Inspector General of the Khyber Pakhtunkhwa Police
- In office 25 September 2013 – 16 March 2017
- Governor: Mehtab Ahmed Khan Iqbal Zafar Jhagra
- Preceded by: Lt. Cdr (R) Ihsan Ghani
- Succeeded by: Salahuddin Khan Mehsud

Personal details
- Born: March 17, 1957
- Died: April 19, 2021 (aged 64) Lahore

Military service
- Allegiance: Pakistan
- Branch/service: Khyber Pakhtunkhwa Police & Punjab Police
- Rank: Inspector General

= Nasir Durrani =

Pakistani police officer (1957–2021)

Nasir Khan Durrani (17 March 1957 – 19 April 2021) was a Pakistani police officer belonging to the 10th CTP who served in BPS-22 grade.

==Biography==
Durrani was born in Pakistan on 17 March 1957. He became a police officer, and in September 2013, he was appointed the Provincial Police Office (Inspector General of Police) of the Khyber Pakhtunkhwa, where he served till March 2017. As Inspector General of Police, Durrani managed department policy and oversaw all patrol and speciality units. He was a Pashtun, belonging to Durrani tribe.

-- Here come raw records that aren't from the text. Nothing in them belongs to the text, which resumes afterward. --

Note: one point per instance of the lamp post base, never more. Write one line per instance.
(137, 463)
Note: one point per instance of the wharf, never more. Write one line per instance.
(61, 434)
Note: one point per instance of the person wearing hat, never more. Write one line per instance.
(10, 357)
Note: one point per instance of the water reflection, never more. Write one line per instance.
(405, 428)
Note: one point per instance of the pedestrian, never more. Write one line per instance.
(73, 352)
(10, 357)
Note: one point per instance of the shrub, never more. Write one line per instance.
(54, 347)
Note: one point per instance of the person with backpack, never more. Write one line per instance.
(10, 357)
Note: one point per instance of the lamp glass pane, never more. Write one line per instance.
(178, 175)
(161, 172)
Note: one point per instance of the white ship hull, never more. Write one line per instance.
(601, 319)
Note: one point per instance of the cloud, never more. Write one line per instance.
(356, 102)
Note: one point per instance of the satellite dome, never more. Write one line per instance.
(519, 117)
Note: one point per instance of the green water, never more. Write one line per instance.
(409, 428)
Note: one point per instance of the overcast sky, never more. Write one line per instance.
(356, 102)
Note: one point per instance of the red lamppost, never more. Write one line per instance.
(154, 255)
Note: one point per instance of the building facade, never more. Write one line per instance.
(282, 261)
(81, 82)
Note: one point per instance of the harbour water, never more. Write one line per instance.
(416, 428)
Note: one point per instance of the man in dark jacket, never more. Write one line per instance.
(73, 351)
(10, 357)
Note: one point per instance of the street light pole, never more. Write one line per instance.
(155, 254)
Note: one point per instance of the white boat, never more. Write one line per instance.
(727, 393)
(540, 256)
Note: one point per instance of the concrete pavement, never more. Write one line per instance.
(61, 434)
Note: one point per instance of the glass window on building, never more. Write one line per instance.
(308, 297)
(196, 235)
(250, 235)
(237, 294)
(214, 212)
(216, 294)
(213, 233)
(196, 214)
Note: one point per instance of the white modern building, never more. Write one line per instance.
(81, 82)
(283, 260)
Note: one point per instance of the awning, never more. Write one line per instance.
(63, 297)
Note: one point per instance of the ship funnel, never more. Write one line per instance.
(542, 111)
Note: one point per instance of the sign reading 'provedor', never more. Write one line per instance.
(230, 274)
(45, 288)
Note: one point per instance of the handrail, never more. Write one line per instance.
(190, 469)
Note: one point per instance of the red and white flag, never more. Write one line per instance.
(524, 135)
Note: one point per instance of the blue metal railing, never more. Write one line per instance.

After winning the elections in 2018, Imran Khan shared in his first speech to the nation that he had asked Durrani to help improve the police standards of Punjab province. He was subsequently appointed the chairman of the Punjab Police Reform Commission in September 2018, where he served until October 2018.

Nasir Durrani died on 19 April 2021, in Mayo Hospital, Lahore of COVID-19.